Figure 1.

Synaptic mechanisms underlying the antidepressant effects of mGlu2/3 receptor antagonists. mGlu2/3 receptor antagonists, which act via the blockade of perisynaptic autoreceptors, increase glutamate release into the synaptic craft and stimulate postsynaptic AMPA receptors, while ketamine is proposed to increase glutamate release by disinhibition of GABA interneurons. Stimulation of the AMPA receptor increases BDNF synthesis or secretion, which subsequently activates TrkB receptor signaling.
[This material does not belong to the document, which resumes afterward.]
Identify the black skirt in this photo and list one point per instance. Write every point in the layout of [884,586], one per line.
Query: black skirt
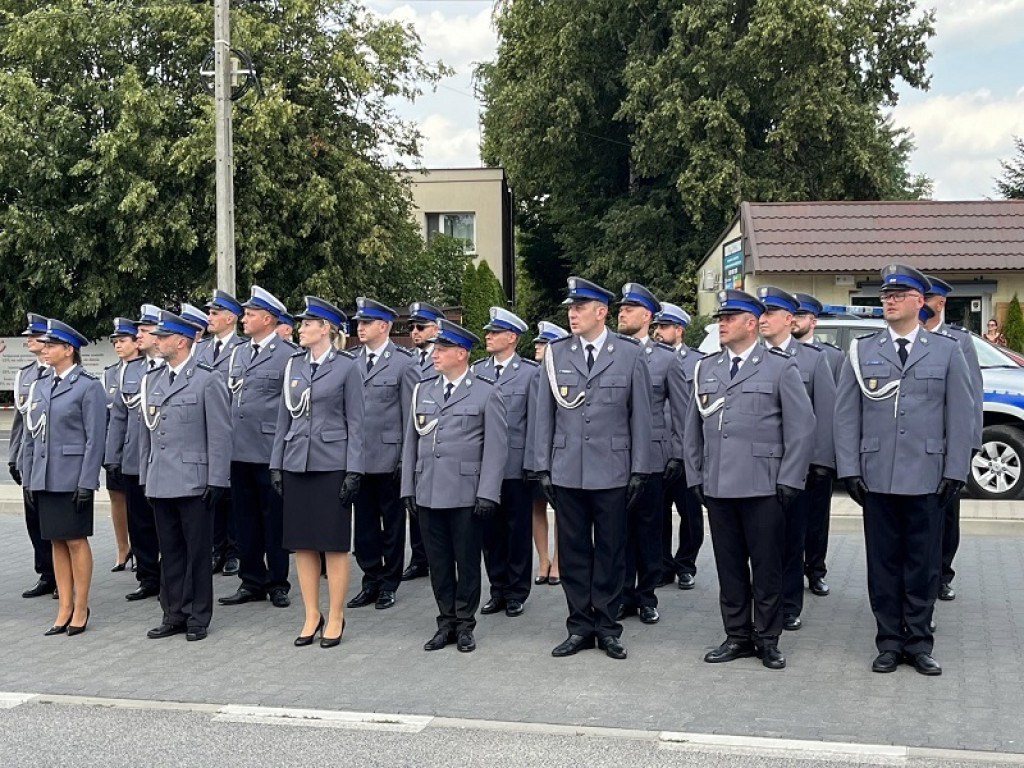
[59,518]
[313,517]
The activation of TrkB signaling then activates AKT/mTORC1 signaling, leading to an increase in the synthesis of synaptic proteins, such as GluR1 and PSD95. The increased expression of GluR1 (and its insertion into the membrane) is also necessary for mGlu2/3 receptor antagonists to exert sustained antidepressant effects. In a depressed state, it is hypothesized that these pathways are disrupted, which eventually reduces the dendritic spine density. mGlu2/3 receptor antagonists reverse these spine deficits by allowing the disrupted pathways to resume. AMPA: α-amino-3-hydroxy-5-methyl-4-isoxazolepropionic acid; NMDA: N-methyl-D-aspartate; GABA: gamma-aminobutyric acid; BDNF: brain-derived neurotrophic factor.